他口中虽这样叫着,心里却认定这不可能。且不说云嫣已经远嫁伏国,不可能再回到大周来,只说云嫣和亲前已经亲手毁掉了容貌,那道狰狞的伤痕后来还时常出现在慕容予桓的恶梦中,而眼前这倾城公主却是肤如凝脂、冰肌玉骨啊!
座中众人也看清了倾城的脸庞,梅怡春如今已被晋为了瑾嫔,可仍然是快人快语,当她看清了倾城之后,就不禁“啊”了一声,大睁着眼睛道,
“皇后娘娘,是不是嫔妾眼花了啊?嫔妾怎么看着这倾城公主倒像是原来皇后娘娘宫里大皇子的那个乳母呢?”
裕贵嫔苏倩雪接口道,
“是啊,嫔妾看着也像呢!就是那个后来被伏国二皇子讨了去的那个乳母。当时皇上还封了她一个什么……噢,对了,襄和郡主!”
石蓉绣没有回答她二人的话,她在上座上直直的盯着倾城,一颗心惊得几乎跳出胸腔来!然而,石蓉绣也是知道云嫣已经毁了容的,无论如何也不会是面前这女子的样貌啊!何况,她容貌虽像,说话的声音却不像。
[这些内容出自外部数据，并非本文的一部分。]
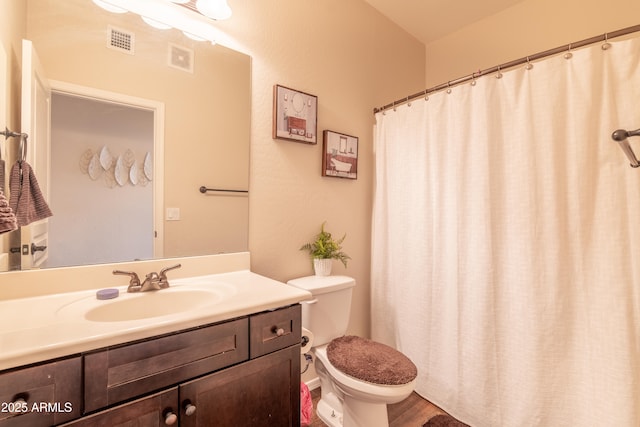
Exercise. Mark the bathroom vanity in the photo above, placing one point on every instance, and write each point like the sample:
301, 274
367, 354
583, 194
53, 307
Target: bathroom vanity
235, 361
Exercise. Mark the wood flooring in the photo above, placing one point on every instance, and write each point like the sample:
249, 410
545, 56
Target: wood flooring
414, 411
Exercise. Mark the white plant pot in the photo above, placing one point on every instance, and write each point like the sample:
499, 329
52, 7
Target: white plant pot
322, 267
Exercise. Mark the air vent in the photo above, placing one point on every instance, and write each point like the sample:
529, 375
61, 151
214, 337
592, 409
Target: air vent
180, 57
120, 40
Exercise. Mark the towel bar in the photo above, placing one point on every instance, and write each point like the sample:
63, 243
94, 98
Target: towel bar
204, 189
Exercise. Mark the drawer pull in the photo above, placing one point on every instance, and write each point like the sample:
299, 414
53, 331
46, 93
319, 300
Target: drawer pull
170, 418
189, 408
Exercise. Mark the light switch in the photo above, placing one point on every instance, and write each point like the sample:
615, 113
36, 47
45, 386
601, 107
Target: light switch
173, 214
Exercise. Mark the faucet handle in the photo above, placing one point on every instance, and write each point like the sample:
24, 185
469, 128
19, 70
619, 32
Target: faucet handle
134, 282
164, 282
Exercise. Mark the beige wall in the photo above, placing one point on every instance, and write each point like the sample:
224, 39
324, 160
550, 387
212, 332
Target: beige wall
529, 27
353, 59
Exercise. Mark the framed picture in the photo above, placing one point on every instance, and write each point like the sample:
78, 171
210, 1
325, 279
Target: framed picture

迎着众人惊愕的目光,倾城却若无其事的抬着头,心里暗暗偷笑。她引起的这阵骚动和惊讶令她十分满意,她享受的观赏着众人目瞪口呆的表情,轻扫眼波恍若不觉的扫了一下殿中众人,有她似曾相识的,也有从未见过的,红红翠翠莺莺燕燕济济一堂,只觉得又多了许多。
这边厢,慕容予桓心念电转。他又仔细的打量了倾城一番,觉得她似曾相识,却又似全然不识。云嫣已去伏国和亲了,而且她的容颜也已经毁了,说不定伏国二皇子突赫雄奇发现云嫣毁容后早已一怒之下将她杀掉了,又怎会再站在他的眼前呢?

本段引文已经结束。